「バスで行く福島スタディツアー」を開催
2024.12.20
パルシステム埼玉は、11月30日(土)、東日本大震災で地震・津波・原子力災害を受けた福島県双葉郡富岡町のスタディツアーを開催しました。
私たちはまず、いわき市にある原子力災害考証館を参観しました。
今回もツアーガイドを務めていただいた里見喜生さんは、いわき湯本温泉で300年以上続いている旅館「古滝屋」の16代目館主であり、東日本大震災と東京電力福島第一原子力発電所事故後、Fスタディツアーを創設、被災地を巡りながら当時のでき事を語り継ぐ活動を続けています。
また、里見さんと有志で「古滝屋」の一室に手作りの原子力災害考証館を設立運営されています。里見さんは、「13年間、様々な立場の人とここで話をしてきました。福島は食料・エネルギー生産の場、首都圏は消費の場、地方と中央の関係が敵対ではなくファミリーのようになればよいと考えています」とおっしゃっていました。
考証館には、大熊町で津波に巻き込まれ行方不明になっていた木村汐凪(きむらゆうな)さん当時7歳が被災時に身に着けていたマフラーと遺骨の写真が展示されています。原発事故により十分な捜索ができない中、父の紀夫さんが独自に捜索した結果2016年に発見され、考証館に寄贈されたものです。
汐凪さんは祖父の運転する車で避難中に津波に遭難しました。3月12日の早朝、全町避難となりましたが、それまで捜索活動をしていた消防団員は付近で声を聞いたと証言しています。「津波に遭難した後も汐凪さんは生きていて、原発事故により捜索中止になったことで救助できなかったのであれば、汐凪さんの死は天災ではなく人災ではなかったか」と里見さんは話されました。
里見さんに促され、参加者一人ひとりが汐凪さんの遺品に触れ、ご冥福をお祈りするとともに震災・原子力災害の理不尽さを改めて強く感じました。
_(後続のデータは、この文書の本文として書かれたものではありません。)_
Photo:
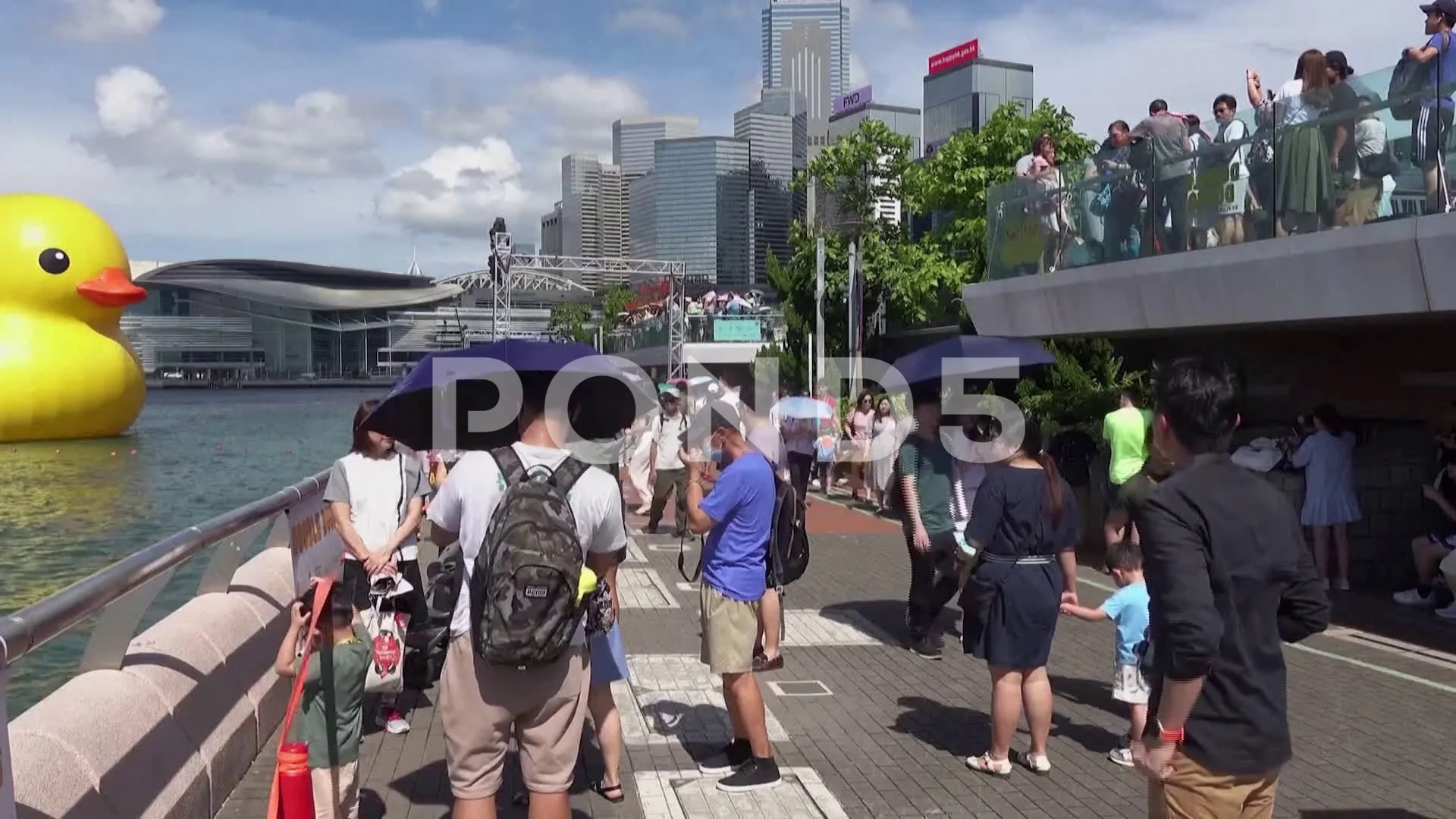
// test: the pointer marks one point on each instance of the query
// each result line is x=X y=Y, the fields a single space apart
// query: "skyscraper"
x=805 y=47
x=693 y=207
x=634 y=139
x=777 y=131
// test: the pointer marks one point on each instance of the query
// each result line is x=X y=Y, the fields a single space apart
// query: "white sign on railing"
x=313 y=541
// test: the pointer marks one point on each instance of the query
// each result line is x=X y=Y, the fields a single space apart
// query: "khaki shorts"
x=337 y=792
x=479 y=703
x=730 y=632
x=1193 y=792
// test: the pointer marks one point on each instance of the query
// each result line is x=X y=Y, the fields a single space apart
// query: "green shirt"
x=930 y=465
x=331 y=716
x=1126 y=433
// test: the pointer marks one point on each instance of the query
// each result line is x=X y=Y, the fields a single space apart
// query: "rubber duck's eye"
x=55 y=261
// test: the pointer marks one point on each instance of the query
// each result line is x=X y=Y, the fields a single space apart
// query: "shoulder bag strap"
x=510 y=464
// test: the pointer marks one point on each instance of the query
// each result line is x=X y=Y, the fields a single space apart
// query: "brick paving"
x=864 y=729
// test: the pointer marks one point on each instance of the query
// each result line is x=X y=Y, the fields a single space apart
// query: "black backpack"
x=1407 y=82
x=788 y=539
x=523 y=591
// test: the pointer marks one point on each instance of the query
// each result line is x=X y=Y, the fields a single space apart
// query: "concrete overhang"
x=1392 y=268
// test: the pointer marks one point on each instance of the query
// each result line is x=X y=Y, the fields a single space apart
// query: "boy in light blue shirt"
x=1128 y=610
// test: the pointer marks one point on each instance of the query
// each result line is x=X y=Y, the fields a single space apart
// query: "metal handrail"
x=39 y=623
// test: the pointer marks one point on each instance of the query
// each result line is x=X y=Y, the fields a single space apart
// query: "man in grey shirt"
x=1171 y=178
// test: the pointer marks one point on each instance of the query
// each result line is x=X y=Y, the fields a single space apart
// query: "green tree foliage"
x=571 y=319
x=613 y=303
x=1082 y=385
x=859 y=169
x=957 y=178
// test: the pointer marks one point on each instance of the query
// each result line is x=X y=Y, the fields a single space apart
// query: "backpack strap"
x=566 y=474
x=510 y=464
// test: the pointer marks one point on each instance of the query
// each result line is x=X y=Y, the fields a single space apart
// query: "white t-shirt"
x=469 y=496
x=379 y=491
x=669 y=433
x=1298 y=110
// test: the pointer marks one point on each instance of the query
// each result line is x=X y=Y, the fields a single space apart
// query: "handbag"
x=386 y=635
x=598 y=613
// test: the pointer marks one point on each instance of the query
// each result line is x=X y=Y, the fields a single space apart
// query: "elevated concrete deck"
x=1392 y=268
x=867 y=730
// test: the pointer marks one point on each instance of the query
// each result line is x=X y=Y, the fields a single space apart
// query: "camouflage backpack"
x=523 y=591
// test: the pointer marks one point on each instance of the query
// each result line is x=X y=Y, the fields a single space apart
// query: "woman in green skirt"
x=1302 y=184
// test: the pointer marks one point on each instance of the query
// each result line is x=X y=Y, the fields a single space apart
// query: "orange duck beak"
x=111 y=289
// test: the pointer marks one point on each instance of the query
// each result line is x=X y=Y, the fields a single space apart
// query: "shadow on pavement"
x=960 y=732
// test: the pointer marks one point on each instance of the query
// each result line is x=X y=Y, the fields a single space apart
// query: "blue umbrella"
x=801 y=407
x=408 y=413
x=992 y=353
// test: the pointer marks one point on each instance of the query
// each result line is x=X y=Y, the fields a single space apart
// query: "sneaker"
x=392 y=720
x=1413 y=598
x=728 y=760
x=927 y=649
x=756 y=774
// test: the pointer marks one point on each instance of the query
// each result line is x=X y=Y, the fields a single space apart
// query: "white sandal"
x=1037 y=764
x=984 y=764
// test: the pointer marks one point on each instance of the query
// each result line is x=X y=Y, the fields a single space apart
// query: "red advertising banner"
x=952 y=57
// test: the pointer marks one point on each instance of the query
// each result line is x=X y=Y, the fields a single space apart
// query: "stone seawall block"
x=171 y=733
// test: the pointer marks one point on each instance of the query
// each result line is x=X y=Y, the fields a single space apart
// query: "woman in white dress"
x=639 y=447
x=883 y=468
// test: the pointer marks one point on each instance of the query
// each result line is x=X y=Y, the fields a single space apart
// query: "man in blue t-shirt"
x=1430 y=130
x=737 y=519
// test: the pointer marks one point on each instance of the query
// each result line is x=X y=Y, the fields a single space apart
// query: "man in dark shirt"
x=1229 y=579
x=925 y=469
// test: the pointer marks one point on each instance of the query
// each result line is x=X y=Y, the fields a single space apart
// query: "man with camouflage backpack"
x=529 y=519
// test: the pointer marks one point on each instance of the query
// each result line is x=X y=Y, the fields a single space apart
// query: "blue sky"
x=347 y=131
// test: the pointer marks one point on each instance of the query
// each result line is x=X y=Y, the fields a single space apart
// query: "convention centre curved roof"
x=303 y=286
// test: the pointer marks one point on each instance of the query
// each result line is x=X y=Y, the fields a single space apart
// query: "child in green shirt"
x=331 y=711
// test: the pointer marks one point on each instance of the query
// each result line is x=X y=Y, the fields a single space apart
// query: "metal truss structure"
x=520 y=273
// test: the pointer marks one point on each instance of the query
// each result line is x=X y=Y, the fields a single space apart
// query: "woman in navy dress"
x=1024 y=525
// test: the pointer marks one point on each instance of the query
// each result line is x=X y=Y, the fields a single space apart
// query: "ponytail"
x=1056 y=499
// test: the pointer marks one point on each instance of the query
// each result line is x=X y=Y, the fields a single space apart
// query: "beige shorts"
x=481 y=703
x=337 y=792
x=730 y=632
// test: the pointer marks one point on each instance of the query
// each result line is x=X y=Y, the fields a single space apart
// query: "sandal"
x=610 y=793
x=1036 y=763
x=984 y=764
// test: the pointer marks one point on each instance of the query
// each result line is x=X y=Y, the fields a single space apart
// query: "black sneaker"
x=728 y=760
x=756 y=774
x=927 y=648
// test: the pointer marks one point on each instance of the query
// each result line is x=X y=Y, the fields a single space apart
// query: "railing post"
x=8 y=809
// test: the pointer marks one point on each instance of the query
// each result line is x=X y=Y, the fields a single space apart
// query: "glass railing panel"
x=1323 y=161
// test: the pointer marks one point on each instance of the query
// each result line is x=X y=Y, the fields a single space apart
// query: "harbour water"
x=72 y=507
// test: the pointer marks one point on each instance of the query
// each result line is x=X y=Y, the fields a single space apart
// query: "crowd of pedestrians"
x=1315 y=153
x=1209 y=560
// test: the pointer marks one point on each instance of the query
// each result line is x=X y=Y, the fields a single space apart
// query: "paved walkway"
x=867 y=730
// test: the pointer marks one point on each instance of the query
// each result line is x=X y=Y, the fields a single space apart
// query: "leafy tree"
x=859 y=169
x=957 y=180
x=613 y=303
x=570 y=319
x=1084 y=382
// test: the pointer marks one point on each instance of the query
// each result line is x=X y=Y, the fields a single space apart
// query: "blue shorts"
x=609 y=657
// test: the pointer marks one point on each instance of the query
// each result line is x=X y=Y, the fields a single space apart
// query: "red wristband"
x=1171 y=736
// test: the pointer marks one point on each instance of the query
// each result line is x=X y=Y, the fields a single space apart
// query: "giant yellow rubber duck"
x=66 y=372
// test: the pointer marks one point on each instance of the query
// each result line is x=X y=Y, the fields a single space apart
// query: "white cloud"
x=101 y=20
x=650 y=19
x=456 y=191
x=321 y=133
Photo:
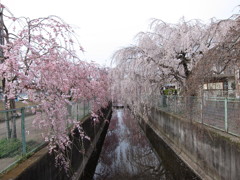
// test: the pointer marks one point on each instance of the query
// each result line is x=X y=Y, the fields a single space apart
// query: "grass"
x=19 y=104
x=13 y=147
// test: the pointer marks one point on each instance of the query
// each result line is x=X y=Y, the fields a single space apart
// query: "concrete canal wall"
x=42 y=165
x=210 y=154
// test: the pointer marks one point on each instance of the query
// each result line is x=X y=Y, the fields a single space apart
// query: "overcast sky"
x=104 y=26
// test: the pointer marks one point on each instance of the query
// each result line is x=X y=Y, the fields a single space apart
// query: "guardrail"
x=221 y=113
x=19 y=138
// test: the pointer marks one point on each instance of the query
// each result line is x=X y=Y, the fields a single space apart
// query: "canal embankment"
x=41 y=165
x=210 y=153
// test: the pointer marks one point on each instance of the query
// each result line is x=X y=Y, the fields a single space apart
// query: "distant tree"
x=224 y=55
x=39 y=57
x=168 y=53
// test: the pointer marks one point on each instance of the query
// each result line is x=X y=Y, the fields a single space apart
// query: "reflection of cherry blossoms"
x=126 y=153
x=40 y=59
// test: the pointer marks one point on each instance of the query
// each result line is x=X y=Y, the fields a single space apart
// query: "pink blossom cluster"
x=41 y=60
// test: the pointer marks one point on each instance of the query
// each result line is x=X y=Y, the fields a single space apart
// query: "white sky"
x=107 y=25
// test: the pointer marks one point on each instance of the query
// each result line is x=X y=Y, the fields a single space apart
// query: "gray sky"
x=104 y=26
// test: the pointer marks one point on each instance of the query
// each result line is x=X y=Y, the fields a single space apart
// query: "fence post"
x=83 y=107
x=24 y=148
x=202 y=101
x=225 y=114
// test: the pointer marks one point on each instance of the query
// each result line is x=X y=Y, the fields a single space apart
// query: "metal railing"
x=221 y=113
x=18 y=136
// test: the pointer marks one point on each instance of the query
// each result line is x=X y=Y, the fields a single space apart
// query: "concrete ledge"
x=210 y=153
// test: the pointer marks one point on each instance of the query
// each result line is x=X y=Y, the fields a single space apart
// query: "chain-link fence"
x=19 y=137
x=219 y=113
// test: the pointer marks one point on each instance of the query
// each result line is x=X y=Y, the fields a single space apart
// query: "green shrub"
x=10 y=147
x=170 y=92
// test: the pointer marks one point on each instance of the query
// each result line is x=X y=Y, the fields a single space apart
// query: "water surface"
x=126 y=153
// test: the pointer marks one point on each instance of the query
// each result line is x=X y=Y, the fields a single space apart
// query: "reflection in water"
x=126 y=153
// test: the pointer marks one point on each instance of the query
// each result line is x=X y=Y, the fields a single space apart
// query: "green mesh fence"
x=19 y=137
x=219 y=113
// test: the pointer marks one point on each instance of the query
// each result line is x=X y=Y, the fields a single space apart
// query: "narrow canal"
x=127 y=154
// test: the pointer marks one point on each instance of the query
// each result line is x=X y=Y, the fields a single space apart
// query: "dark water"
x=126 y=153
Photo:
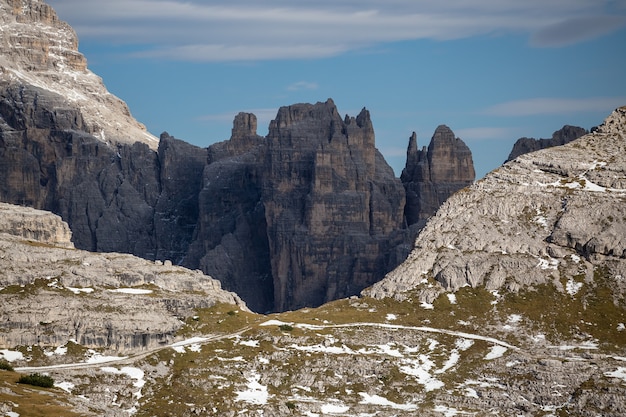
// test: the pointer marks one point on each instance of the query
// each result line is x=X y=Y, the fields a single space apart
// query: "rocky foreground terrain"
x=308 y=214
x=528 y=319
x=512 y=300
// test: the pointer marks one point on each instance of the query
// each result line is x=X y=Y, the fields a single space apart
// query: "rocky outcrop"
x=40 y=226
x=543 y=218
x=52 y=293
x=432 y=174
x=39 y=58
x=308 y=214
x=565 y=135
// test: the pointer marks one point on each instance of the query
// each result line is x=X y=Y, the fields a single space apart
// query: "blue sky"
x=492 y=70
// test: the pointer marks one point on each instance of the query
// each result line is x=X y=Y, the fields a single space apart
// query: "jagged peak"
x=40 y=52
x=615 y=122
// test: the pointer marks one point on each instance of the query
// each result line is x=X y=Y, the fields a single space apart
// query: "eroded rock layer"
x=543 y=218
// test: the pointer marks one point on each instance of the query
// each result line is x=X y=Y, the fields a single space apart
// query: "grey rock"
x=432 y=174
x=562 y=136
x=52 y=293
x=543 y=217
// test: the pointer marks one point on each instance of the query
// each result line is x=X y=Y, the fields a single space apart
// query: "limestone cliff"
x=309 y=214
x=562 y=136
x=432 y=174
x=545 y=217
x=52 y=293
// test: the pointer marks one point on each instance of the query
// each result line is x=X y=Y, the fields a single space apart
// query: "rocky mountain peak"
x=40 y=66
x=543 y=218
x=244 y=126
x=562 y=136
x=432 y=174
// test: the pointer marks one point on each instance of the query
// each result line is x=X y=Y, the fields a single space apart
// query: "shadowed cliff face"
x=432 y=174
x=309 y=214
x=562 y=136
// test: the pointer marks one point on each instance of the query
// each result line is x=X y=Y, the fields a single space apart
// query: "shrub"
x=37 y=380
x=5 y=365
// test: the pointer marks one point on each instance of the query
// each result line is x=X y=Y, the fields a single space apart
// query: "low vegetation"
x=37 y=380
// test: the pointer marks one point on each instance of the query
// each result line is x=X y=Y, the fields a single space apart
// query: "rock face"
x=44 y=77
x=52 y=293
x=308 y=214
x=565 y=135
x=543 y=218
x=36 y=225
x=432 y=174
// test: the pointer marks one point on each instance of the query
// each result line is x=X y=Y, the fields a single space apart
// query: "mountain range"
x=294 y=274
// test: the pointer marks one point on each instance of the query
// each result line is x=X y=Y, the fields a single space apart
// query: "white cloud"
x=486 y=133
x=302 y=85
x=280 y=29
x=576 y=30
x=547 y=105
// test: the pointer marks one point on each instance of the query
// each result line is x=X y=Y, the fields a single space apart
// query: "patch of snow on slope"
x=619 y=373
x=572 y=287
x=256 y=392
x=133 y=373
x=96 y=357
x=65 y=386
x=275 y=323
x=550 y=263
x=420 y=369
x=377 y=400
x=79 y=290
x=135 y=291
x=334 y=408
x=60 y=351
x=11 y=355
x=496 y=352
x=451 y=298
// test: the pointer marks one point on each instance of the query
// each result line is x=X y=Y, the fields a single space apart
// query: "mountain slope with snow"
x=39 y=53
x=549 y=217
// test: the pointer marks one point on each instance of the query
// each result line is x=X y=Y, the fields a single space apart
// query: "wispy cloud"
x=302 y=85
x=547 y=105
x=576 y=30
x=486 y=133
x=224 y=30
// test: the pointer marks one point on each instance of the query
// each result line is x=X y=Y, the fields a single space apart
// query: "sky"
x=492 y=70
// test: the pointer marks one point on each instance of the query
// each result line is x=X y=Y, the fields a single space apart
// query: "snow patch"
x=377 y=400
x=65 y=386
x=275 y=323
x=11 y=355
x=451 y=298
x=572 y=287
x=96 y=357
x=256 y=392
x=60 y=351
x=133 y=373
x=134 y=291
x=334 y=409
x=619 y=373
x=80 y=290
x=496 y=352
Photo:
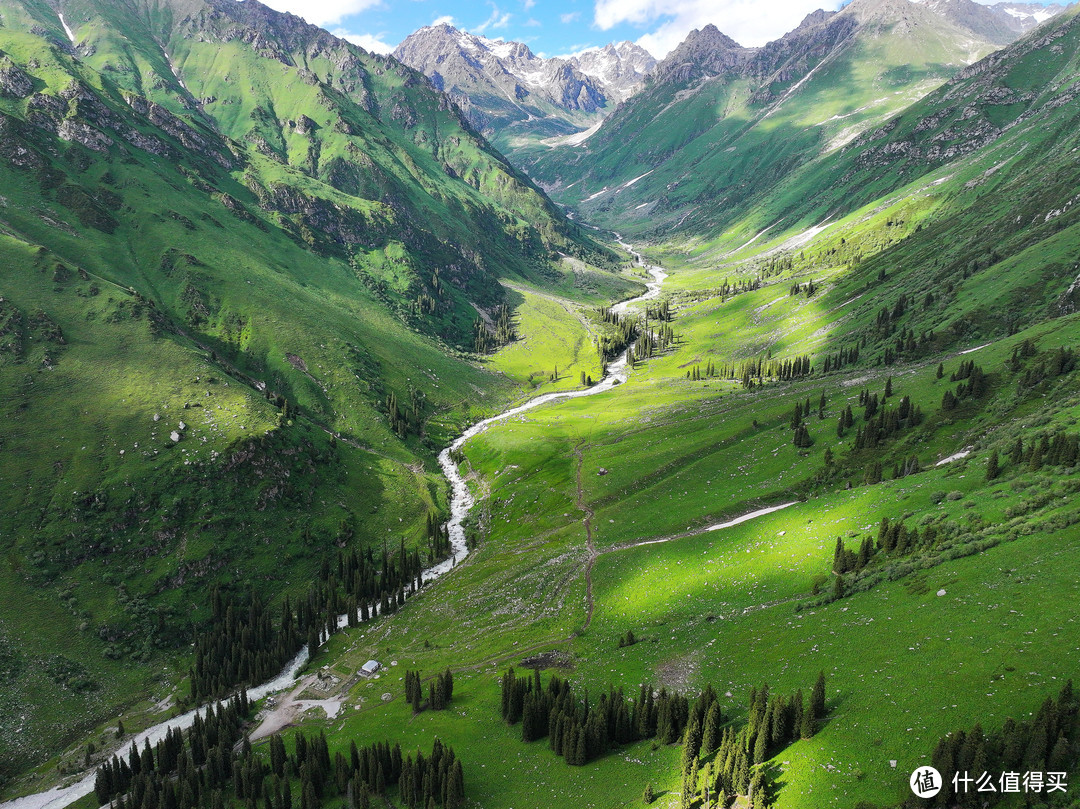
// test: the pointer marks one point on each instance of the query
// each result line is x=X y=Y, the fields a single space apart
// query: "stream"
x=461 y=502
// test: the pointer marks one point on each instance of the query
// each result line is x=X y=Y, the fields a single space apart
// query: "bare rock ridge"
x=502 y=84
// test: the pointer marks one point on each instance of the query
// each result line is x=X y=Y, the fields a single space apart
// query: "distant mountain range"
x=718 y=125
x=509 y=93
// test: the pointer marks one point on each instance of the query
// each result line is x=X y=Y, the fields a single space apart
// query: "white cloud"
x=746 y=22
x=372 y=42
x=498 y=19
x=323 y=12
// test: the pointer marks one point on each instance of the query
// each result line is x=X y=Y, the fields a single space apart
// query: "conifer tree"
x=648 y=796
x=818 y=697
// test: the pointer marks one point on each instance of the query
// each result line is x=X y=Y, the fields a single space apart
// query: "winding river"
x=461 y=502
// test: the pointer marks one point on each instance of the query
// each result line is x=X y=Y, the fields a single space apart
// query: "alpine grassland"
x=834 y=486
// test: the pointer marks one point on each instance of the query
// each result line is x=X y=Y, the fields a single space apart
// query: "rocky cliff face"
x=504 y=86
x=619 y=68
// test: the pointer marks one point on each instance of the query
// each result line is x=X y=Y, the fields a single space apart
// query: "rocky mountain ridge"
x=507 y=91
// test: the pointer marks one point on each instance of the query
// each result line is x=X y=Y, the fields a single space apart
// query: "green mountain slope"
x=240 y=259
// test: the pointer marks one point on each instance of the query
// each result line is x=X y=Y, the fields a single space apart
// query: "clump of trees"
x=1048 y=743
x=719 y=760
x=440 y=690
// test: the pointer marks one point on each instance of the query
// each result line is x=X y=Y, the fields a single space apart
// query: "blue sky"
x=554 y=27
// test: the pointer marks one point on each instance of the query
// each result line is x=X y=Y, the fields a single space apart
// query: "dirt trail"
x=583 y=507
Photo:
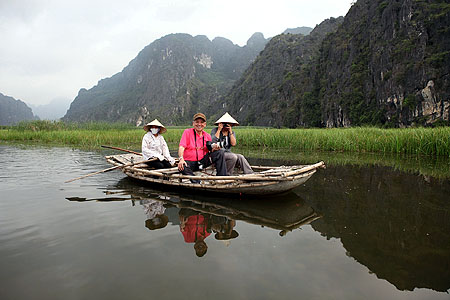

福島県産の食材をふんだんに使った昼食をいただいた後、ツアー参加者20名は里見さんのガイドで富岡町に向けて移動しました。移動の車中で里見さんは発災当時のようすを語ってくださいました。
震災前、「古滝屋」は140名のスタッフを擁し団体客を多く受け入れていました。震災発生日は金曜日であったこともあり予約で満室、50名の宿泊客がいらしたそうです。電気・ガス・水道がすべて止まり、エレベーターのシャフトも折れてしまいました。当時いわき市には3万人が避難しており、里見さんは炊き出しや子どものケアのボランティアに従事しました。その後復興支援などのボランティアを古滝屋で受け入れることを決断し、2012年7月に素泊まり旅館として再スタートしました。
現在は通常の旅館として営業していますが、震災前の2010年比50%に客数はとどまり、スタッフも40名になってしまったとのことです。
バスは富岡町の夜の森地区に到着しました。
2011年3月11日当時、富岡町では震度6強の地震を観測し、最大21.1メートルの津波被災により24名の方が亡くなりました。翌12日の福島第一原子力発電所の水素爆発事故により、全町民が全国各地への避難を余儀なくされ、震災(原発事故)関連死者数は456名にものぼっています。
夜の森地区は、2023年4月1日に避難指示が解除され居住が可能になりました。
まずは夜ノ森駅(JR常磐線)を訪れました。2020年3月に営業を再開しています。震災前は一日350人程度が利用していましたが、里見さんいわく、今は誰も利用しない日も多いのではないかとのことでした。駅前もほとんどが更地になっており、居住不明の住宅と営業していない商店がぽつんぽつんと残っている状態でした。
夜の森地区は震災前1697世帯3886人が住んでいた地区です。震災前は比較的安価で広めの敷地なため若いファミリーに人気の住宅街だったそうです。避難指示が解除された直後の2023年4月にも訪れましたが、そのときもほとんど人は住んでおらず、空き家と更地の住宅街でした。今回は少ないながらも生活しているようすをうかがえるお宅が見受けられました。
富岡町全体では、震災前の人口は約12,000人で現在は約2,100人だそうです。その内700人がもともとの住民、700人が復興にかかわる建設従事者、700人が新規移入者とのことです。また、富岡町は町全体が一斉に避難解除とならなかったため、居住者の多いエリアと少ないエリアがモザイク状になっているとのことでした。
発災後避難したときのまま人の住んでいない状態のアパートは、室内の残置物がすべて撤去されていました。新たに立て替えるか、改めて賃貸として入居者を募集するのだろうと里見さんはおっしゃっていました。
続いて、富岡漁港を訪れ、廃炉措置中の福島第二原子力発電所を遠くに見ました。
2021年6月から廃炉措置作業に着手していますが、4基の原子炉すべての廃止措置が完了するまでに44年もの年月を見込んでいます。
最後に東日本大震災慰霊碑に参拝し、お亡くなりになられた方々のご冥福をお祈りしました。
パルシステム埼玉は、東日本大震災と原子力発電所事故の記憶を風化させないよう、これからも被災地スタディツアーを開催していきます。